Any and all combinations of any of the claim elements recited in any of the claims and/or any elements described in this application, in any fashion, fall within the contemplated scope of the present invention and protection.

The descriptions of the various embodiments have been presented for purposes of illustration, but are not intended to be exhaustive or limited to the embodiments disclosed. Many modifications and variations will be apparent to those of ordinary skill in the art without departing from the scope and spirit of the described embodiments.

Aspects of the present embodiments may be embodied as a system, method or computer program product. Accordingly, aspects of the present disclosure may take the form of an entirely hardware embodiment, an entirely software embodiment (including firmware, resident software, micro-code, etc.) or an embodiment combining software and hardware aspects that may all generally be referred to herein as a “module,” a “system,” or a “computer.” In addition, any hardware and/or software technique, process, function, component, engine, module, or system described in the present disclosure may be implemented as a circuit or set of circuits. Furthermore, aspects of the present disclosure may take the form of a computer program product embodied in one or more computer readable medium(s) having computer readable program code embodied thereon.

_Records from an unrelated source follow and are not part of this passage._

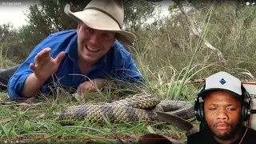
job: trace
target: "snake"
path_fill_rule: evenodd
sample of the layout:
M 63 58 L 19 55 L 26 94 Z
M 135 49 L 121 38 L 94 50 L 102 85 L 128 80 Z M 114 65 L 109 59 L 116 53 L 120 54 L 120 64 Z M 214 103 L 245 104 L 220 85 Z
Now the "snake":
M 183 119 L 194 117 L 194 106 L 186 101 L 161 100 L 150 94 L 133 96 L 104 104 L 86 103 L 64 107 L 57 120 L 62 125 L 74 124 L 70 121 L 110 122 L 158 122 L 157 111 L 166 112 Z M 70 122 L 69 122 L 70 121 Z

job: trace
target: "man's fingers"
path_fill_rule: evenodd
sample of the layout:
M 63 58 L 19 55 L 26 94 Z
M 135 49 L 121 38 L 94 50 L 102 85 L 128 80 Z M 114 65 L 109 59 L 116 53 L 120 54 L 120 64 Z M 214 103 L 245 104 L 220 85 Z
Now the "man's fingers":
M 30 67 L 34 72 L 37 70 L 37 67 L 33 63 L 30 64 Z
M 35 62 L 38 65 L 43 64 L 45 61 L 47 61 L 50 58 L 50 48 L 46 48 L 42 50 L 40 53 L 35 57 Z
M 64 58 L 65 55 L 66 55 L 66 53 L 64 51 L 62 51 L 60 54 L 58 54 L 55 58 L 56 62 L 58 64 L 61 63 L 61 62 Z

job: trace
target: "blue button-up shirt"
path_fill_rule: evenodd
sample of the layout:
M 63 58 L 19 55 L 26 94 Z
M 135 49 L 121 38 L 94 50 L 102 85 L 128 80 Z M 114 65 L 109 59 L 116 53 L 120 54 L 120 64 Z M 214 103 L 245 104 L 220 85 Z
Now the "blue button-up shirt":
M 103 78 L 115 79 L 116 82 L 128 81 L 141 82 L 144 81 L 132 59 L 132 55 L 116 40 L 105 56 L 89 71 L 86 75 L 81 75 L 78 65 L 78 35 L 76 30 L 65 30 L 50 34 L 41 42 L 30 53 L 26 61 L 10 78 L 8 84 L 8 95 L 11 99 L 22 98 L 19 94 L 26 78 L 33 73 L 30 63 L 35 63 L 38 53 L 46 47 L 51 48 L 50 54 L 53 58 L 62 52 L 66 52 L 58 71 L 44 83 L 41 91 L 50 92 L 50 87 L 61 86 L 64 89 L 74 89 L 85 81 Z M 122 82 L 121 82 L 122 83 Z M 22 98 L 23 99 L 23 98 Z

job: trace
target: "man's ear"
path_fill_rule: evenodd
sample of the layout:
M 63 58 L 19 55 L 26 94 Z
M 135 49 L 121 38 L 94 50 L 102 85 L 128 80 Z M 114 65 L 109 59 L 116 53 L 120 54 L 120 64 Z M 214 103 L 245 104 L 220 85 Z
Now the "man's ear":
M 78 28 L 77 28 L 77 34 L 78 34 L 78 31 L 81 28 L 81 26 L 82 26 L 82 22 L 78 22 Z

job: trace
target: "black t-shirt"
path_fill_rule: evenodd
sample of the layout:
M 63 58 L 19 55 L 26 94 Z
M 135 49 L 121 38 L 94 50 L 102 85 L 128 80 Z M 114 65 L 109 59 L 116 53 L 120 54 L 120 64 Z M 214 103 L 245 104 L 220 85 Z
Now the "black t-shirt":
M 242 128 L 242 134 L 241 137 L 234 142 L 232 144 L 239 144 L 242 138 L 244 135 L 246 128 Z M 187 144 L 220 144 L 218 142 L 212 133 L 207 130 L 202 130 L 194 134 L 190 135 L 187 138 Z M 247 132 L 242 139 L 241 144 L 255 144 L 256 143 L 256 131 L 253 129 L 248 128 Z

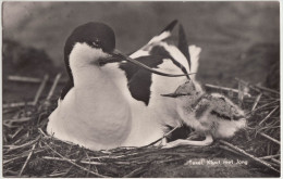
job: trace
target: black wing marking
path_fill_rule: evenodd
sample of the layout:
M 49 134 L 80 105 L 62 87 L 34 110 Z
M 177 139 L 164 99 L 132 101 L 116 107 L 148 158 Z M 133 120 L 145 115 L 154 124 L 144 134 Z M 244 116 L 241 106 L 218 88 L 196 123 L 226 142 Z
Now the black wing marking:
M 135 59 L 149 67 L 158 68 L 163 62 L 163 56 L 149 55 Z M 152 73 L 140 68 L 130 62 L 121 63 L 120 68 L 125 72 L 127 78 L 127 87 L 132 97 L 138 101 L 143 101 L 146 105 L 149 103 L 150 86 Z
M 176 26 L 176 24 L 177 24 L 177 20 L 172 21 L 160 34 L 162 34 L 164 31 L 171 33 L 173 30 L 173 28 Z
M 60 95 L 60 100 L 63 100 L 66 95 L 66 93 L 74 87 L 74 82 L 73 80 L 67 80 L 67 82 L 65 84 L 64 88 L 61 91 L 61 95 Z
M 179 26 L 179 44 L 177 44 L 177 48 L 187 59 L 188 67 L 189 67 L 189 71 L 190 71 L 192 64 L 190 64 L 190 56 L 189 56 L 189 52 L 188 52 L 188 44 L 187 44 L 187 40 L 186 40 L 185 30 L 184 30 L 184 28 L 181 24 Z
M 188 74 L 186 68 L 180 63 L 177 62 L 175 59 L 173 59 L 170 53 L 161 46 L 155 46 L 150 52 L 150 54 L 152 55 L 160 55 L 163 56 L 164 59 L 170 59 L 174 65 L 176 65 L 184 74 Z M 187 75 L 187 78 L 189 79 L 189 76 Z

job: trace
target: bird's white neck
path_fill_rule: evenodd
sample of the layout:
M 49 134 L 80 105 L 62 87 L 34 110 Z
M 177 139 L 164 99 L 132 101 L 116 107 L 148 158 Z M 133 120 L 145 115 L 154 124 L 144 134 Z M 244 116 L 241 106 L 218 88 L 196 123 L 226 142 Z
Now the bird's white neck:
M 108 57 L 101 49 L 94 49 L 86 43 L 76 43 L 69 56 L 69 63 L 76 88 L 94 86 L 103 79 L 99 59 Z

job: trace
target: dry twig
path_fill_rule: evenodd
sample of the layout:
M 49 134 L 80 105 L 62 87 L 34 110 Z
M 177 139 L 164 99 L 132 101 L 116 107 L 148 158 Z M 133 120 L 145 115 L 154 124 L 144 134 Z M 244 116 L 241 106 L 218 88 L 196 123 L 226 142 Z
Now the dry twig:
M 258 125 L 260 126 L 262 123 L 264 123 L 278 108 L 279 106 L 273 108 Z
M 270 168 L 270 169 L 272 169 L 272 170 L 274 170 L 274 171 L 280 172 L 280 170 L 278 170 L 276 168 L 272 167 L 272 166 L 271 166 L 270 164 L 268 164 L 267 162 L 264 162 L 264 161 L 262 161 L 262 159 L 260 159 L 260 158 L 258 158 L 258 157 L 256 157 L 256 156 L 254 156 L 254 155 L 247 153 L 247 152 L 244 151 L 243 149 L 239 149 L 239 148 L 237 148 L 237 146 L 235 146 L 235 145 L 233 145 L 233 144 L 231 144 L 231 143 L 229 143 L 229 142 L 226 142 L 226 141 L 223 141 L 223 140 L 220 140 L 220 142 L 221 142 L 222 144 L 227 145 L 227 146 L 232 148 L 233 150 L 235 150 L 235 151 L 237 151 L 237 152 L 239 152 L 239 153 L 242 153 L 242 154 L 244 154 L 244 155 L 250 157 L 251 159 L 254 159 L 254 161 L 256 161 L 256 162 L 258 162 L 258 163 L 260 163 L 260 164 L 267 166 L 268 168 Z
M 28 163 L 30 156 L 33 155 L 33 152 L 34 152 L 34 150 L 35 150 L 35 146 L 36 146 L 36 143 L 33 145 L 32 151 L 30 151 L 30 153 L 28 154 L 28 156 L 27 156 L 27 158 L 26 158 L 26 161 L 25 161 L 25 163 L 24 163 L 24 165 L 23 165 L 23 167 L 22 167 L 22 169 L 21 169 L 21 171 L 20 171 L 20 174 L 19 174 L 19 177 L 22 176 L 22 174 L 23 174 L 23 171 L 24 171 L 24 169 L 25 169 L 25 167 L 26 167 L 26 164 Z
M 89 169 L 87 169 L 87 168 L 85 168 L 85 167 L 82 167 L 81 165 L 77 165 L 76 163 L 70 161 L 69 158 L 66 158 L 66 157 L 64 157 L 63 155 L 61 155 L 60 153 L 58 153 L 56 150 L 53 150 L 53 149 L 52 149 L 49 144 L 47 144 L 46 142 L 44 142 L 44 143 L 45 143 L 51 151 L 53 151 L 57 155 L 59 155 L 61 158 L 63 158 L 65 162 L 69 162 L 70 164 L 72 164 L 72 165 L 74 165 L 74 166 L 76 166 L 76 167 L 83 169 L 84 171 L 88 171 L 88 172 L 90 172 L 90 174 L 93 174 L 93 175 L 95 175 L 95 176 L 97 176 L 97 177 L 101 177 L 101 178 L 108 177 L 108 176 L 103 176 L 103 175 L 100 175 L 100 174 L 98 174 L 98 172 L 91 171 L 91 170 L 89 170 Z M 109 177 L 108 177 L 108 178 L 109 178 Z

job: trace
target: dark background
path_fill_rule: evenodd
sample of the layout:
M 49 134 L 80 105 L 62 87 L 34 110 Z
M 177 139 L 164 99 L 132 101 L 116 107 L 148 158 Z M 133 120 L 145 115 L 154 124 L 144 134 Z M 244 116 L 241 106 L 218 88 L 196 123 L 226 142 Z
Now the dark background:
M 44 65 L 40 72 L 56 73 L 61 68 L 64 72 L 64 41 L 81 24 L 91 21 L 108 24 L 115 31 L 116 48 L 126 53 L 145 44 L 175 18 L 184 25 L 188 43 L 202 49 L 197 78 L 204 84 L 236 88 L 234 78 L 239 77 L 264 85 L 268 74 L 273 72 L 270 64 L 275 63 L 279 68 L 280 4 L 276 1 L 3 2 L 2 14 L 7 75 L 16 74 L 17 71 L 8 69 L 23 61 L 22 53 L 16 60 L 9 56 L 14 52 L 13 48 L 5 49 L 7 39 L 45 53 L 44 57 L 25 54 L 29 61 L 19 63 L 19 71 L 27 63 L 40 65 L 45 64 L 44 59 L 50 59 L 54 67 Z M 13 64 L 7 66 L 12 59 Z M 32 73 L 36 68 L 33 66 L 21 75 L 42 77 L 42 73 Z M 279 69 L 275 78 L 279 81 Z

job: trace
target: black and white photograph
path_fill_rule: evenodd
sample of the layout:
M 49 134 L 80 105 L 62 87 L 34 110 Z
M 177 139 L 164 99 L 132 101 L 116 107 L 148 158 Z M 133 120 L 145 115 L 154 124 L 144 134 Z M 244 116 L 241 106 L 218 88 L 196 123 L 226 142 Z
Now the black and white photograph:
M 1 177 L 281 177 L 280 10 L 2 1 Z

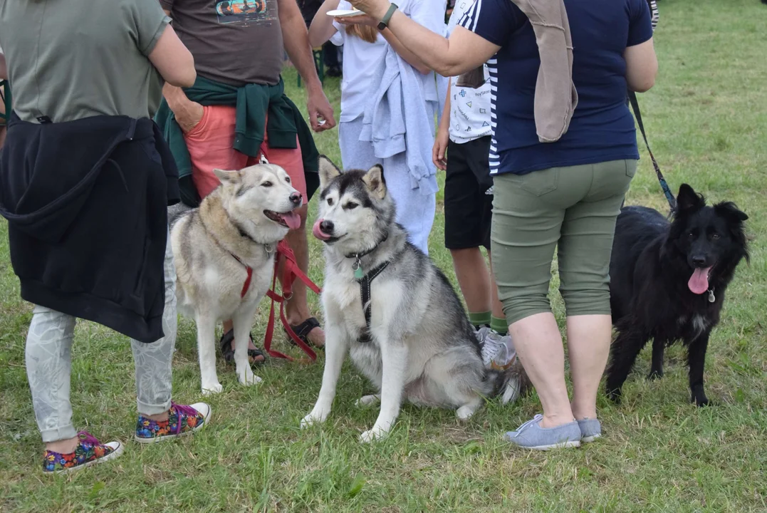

Any combination of one or more computer readable medium(s) may be utilized. The computer readable medium may be a computer readable signal medium or a computer readable storage medium. A computer readable storage medium may be, for example, but not limited to, an electronic, magnetic, optical, electromagnetic, infrared, or semiconductor system, apparatus, or device, or any suitable combination of the foregoing. More specific examples (a non-exhaustive list) of the computer readable storage medium would include the following: an electrical connection having one or more wires, a portable computer diskette, a hard disk, a random access memory (RAM), a read-only memory (ROM), an erasable programmable read-only memory (EPROM or Flash memory), an optical fiber, a portable compact disc read-only memory (CD-ROM), an optical storage device, a magnetic storage device, or any suitable combination of the foregoing. In the context of this document, a computer readable storage medium may be any tangible medium that can contain, or store a program for use by or in connection with an instruction execution system, apparatus, or device.

Aspects of the present disclosure are described above with reference to flowchart illustrations and/or block diagrams of methods, apparatus (systems) and computer program products according to embodiments of the disclosure. It will be understood that each block of the flowchart illustrations and/or block diagrams, and combinations of blocks in the flowchart illustrations and/or block diagrams, can be implemented by computer program instructions. These computer program instructions may be provided to a processor of a general purpose computer, special purpose computer, or other programmable data processing apparatus to produce a machine. The instructions, when executed via the processor of the computer or other programmable data processing apparatus, enable the implementation of the functions/acts specified in the flowchart and/or block diagram block or blocks. Such processors may be, without limitation, general purpose processors, special-purpose processors, application-specific processors, or field-programmable gate arrays.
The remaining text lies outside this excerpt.